The basic idea is elegant in its simplicity: vehicles, for example, that are more efficient than average come to the showroom carrying a rebate for their buyers. Those rebates are proportional to the efficiency of the vehicle, so superefficient vehicles come with whopping big rebates.
As average efficiency increases, the feebates reset themselves around the new average, manufacturers raise their wares’ efficiency to compete, and consumers set their sights still higher. Efficiency snowballs.
Just as other tax shifts leave government revenue unchanged, a feebate’s fees pay for its rebates. And, like other tax shifts, feebates can be powerful: the cleaner the device, the bigger the rebate; the dirtier the device, the bigger the fee.
Feebates make prices tell the truth
Feebates counteract the market’s blindness to environmental costs and three other documented market failures.
- Buyers—often choosing under pressure, as when the furnace goes out in midwinter—lack information about long-term costs.
- A “payback” gap separates consumers from producers of electricity and other resources: appliance consumers typically demand a 2-year payback for investments in greater efficiency–such as fuel-efficient cars–while electricity producers build power plants expecting only a 20-year payback.
- The motivation to minimize life-cycle costs is diluted by split incentives: landlords choose new water heaters, for example, but tenants pay the electric bills. These flaws cause massive, unnecessary investment in power plants, pipelines, and other facilities and amplify the ecological wake of daily life.
Feebates untangle these twisted incentives, with surprising results. If the United States enacted feebates on new cars of only $70 per rated mile per gallon, new-car fuel economy would rise on average about 1 percent a year.
Northwest debut?
Feebates could soon emerge from the shadows in the Northwest. The Canadian federal government gave feebates at least some consideration as part of its climate action plan. And the West Coast Governors’ Global Warming Initiative, a regional effort to combat climate change, presents the perfect political opportunity to introduce synchronized regionwide feebates on new vehicles, appliances, and other energy-using devices.

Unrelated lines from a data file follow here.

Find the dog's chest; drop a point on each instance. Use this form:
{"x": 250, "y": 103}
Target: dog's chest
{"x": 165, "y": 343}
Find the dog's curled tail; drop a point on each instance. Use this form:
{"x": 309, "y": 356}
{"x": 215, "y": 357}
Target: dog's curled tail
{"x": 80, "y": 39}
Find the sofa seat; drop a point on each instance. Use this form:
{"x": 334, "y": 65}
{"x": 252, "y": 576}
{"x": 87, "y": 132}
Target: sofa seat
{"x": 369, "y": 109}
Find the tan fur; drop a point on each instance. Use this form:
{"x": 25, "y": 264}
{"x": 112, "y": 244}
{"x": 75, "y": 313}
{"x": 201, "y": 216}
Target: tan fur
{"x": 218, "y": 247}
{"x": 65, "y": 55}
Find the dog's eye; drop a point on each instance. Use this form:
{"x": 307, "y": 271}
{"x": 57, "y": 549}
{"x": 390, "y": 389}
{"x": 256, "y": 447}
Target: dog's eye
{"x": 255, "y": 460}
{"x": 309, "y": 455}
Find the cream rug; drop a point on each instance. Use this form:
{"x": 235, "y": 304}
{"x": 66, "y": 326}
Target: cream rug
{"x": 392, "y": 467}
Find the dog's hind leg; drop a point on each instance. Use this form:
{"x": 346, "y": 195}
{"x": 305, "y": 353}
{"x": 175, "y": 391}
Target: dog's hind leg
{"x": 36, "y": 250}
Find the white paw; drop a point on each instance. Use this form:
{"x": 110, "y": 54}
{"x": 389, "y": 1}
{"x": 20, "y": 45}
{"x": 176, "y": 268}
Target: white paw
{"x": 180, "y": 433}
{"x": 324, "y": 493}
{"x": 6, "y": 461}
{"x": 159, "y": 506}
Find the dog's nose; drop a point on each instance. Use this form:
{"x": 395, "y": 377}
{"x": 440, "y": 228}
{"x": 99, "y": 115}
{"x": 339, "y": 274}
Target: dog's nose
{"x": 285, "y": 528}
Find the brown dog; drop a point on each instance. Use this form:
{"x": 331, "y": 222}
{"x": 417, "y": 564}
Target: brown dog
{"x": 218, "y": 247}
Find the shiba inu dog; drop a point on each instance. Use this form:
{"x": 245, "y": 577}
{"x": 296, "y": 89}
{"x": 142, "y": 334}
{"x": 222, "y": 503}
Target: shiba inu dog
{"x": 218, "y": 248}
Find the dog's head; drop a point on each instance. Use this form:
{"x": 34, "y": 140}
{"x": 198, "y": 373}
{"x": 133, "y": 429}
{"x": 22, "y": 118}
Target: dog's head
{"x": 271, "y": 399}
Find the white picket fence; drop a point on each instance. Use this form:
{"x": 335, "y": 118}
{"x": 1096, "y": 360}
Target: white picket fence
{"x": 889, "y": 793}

The Northwest also came close to feebates in the early 1990s when the California legislature passed a new-car feebate (which the governor eventually vetoed), structured to favor cars that were safer for local air and global climate.
Energy and water utilities in the Northwest have demonstrated the effectiveness of rebates for efficiency, but they’ve paid for these incentives from their own limited funds because they lack the authority to charge fees.